In Tau pathology, hyperexcitability due to excessive Tau proteins eventually leads to hypoexcitability caused by Tau hyperphosphorylation (Paper 2). Similarly, in α-synuclein pathology, hyperexcitability due to excessive glutamate stimulation also leads to hypoexcitability, but in this case it is caused by high level of free tubulin dimers. Reduction in tubulin polymerization affects not only excitability, but also the amount of functional microtubules. Microtubule deficiency may impair axonal transport of essential cellular components (Pellegrini et al., 2017), eventually leading to neuronal death.
When a neuron fires, Ca2+ may enter the neuron through voltage-gated calcium channels, such as T-type calcium channels at AIS or L-type calcium channels at axon terminals. Moreover, the firing of glutamatergic neurons may release glutamate to excite postsynaptc neurons. Over-stimulation of Ca2+-permeable glutamate receptors may lead to Ca2+ overload in the postsynaptc neurons. The Wireless Communication Model suggests that hyperexcitability of the neurons (theta or beta) whose AIS contains microtubule antennas for long range synchronization may cause Ca2+ overload via AIS, leading to Tau pathology. The TDP-43 pathology may result from over-stimulation of glutamate receptors (the AMPA type) at the dendritic spines that synapse with hyperexcitable theta or beta neurons. The α-synuclein pathology may arise from Tau-mediated hyperexcitability in the subthalamic nucleus (STN), resulting in glutamate-mediated hyperactive dopaminergic (DA) neurons in substantia nigra pars compacta (SNc). Subsequently, the hyperactive DA neurons may cause excessive Ca2+ influx through L-type calcium channels at axon terminals. The pathogenic cascade following Ca2+ overload is depicted in Figure 2.
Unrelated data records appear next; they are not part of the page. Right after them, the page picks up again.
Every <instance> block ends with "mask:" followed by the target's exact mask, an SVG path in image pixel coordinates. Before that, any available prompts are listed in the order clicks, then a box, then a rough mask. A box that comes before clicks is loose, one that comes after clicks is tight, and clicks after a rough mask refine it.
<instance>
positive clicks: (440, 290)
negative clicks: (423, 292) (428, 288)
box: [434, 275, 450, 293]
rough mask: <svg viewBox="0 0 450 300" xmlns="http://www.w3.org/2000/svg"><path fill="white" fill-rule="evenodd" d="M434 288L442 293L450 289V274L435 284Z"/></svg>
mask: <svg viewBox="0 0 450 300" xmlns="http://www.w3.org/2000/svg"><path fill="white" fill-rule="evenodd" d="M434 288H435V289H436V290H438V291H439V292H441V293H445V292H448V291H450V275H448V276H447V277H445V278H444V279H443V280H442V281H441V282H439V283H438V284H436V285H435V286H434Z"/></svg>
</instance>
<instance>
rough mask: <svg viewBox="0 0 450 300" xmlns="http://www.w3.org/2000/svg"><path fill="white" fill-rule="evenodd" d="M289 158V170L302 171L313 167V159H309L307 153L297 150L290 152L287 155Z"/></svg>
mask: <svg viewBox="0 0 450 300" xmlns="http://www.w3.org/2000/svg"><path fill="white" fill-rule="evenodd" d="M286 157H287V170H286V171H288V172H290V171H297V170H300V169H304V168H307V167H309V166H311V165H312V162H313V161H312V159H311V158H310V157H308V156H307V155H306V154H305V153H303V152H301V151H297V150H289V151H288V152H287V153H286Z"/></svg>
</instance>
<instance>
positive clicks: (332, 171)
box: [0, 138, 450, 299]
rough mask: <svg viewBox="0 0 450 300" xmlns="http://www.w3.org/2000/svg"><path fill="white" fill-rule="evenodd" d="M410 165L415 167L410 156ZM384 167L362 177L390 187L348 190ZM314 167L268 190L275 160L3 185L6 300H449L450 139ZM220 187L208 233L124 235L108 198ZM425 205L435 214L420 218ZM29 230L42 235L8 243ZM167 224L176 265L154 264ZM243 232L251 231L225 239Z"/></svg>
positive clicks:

The Guam type ALS, also known as ALS/parkinsonism-dementia complex of Guam (ALS/PDC), exhibits all three pathologies discussed above (Miklossy et al., 2008). This demonstrates their common origin. ALS/PDC is caused by the non-protein amino acid, BMAA, which can be misincorporated into normal proteins, resulting in protein misfolding (Dunlop et al., 2013). Experiments have shown that protein misfolding may promote mTOR activation, and consequently hyperexcitability (Paper 3). Figure 3 illustrates the BMAA-induced pathogenic cascade. This figure does not imply that activation of mTOR will definitely lead to all of these pathologies. Rather, mTOR activation simply increase the probability of developing pathologies. Many other factors are also involved in neurodegeneration, such as the expression level of miR-132, TDP-43, α-synuclein, GluR2, calpain, GSK-3, etc. The reason why BMAA induces all three pathologies is probably because mTOR activation by BMAA-containing proteins is overwhelming.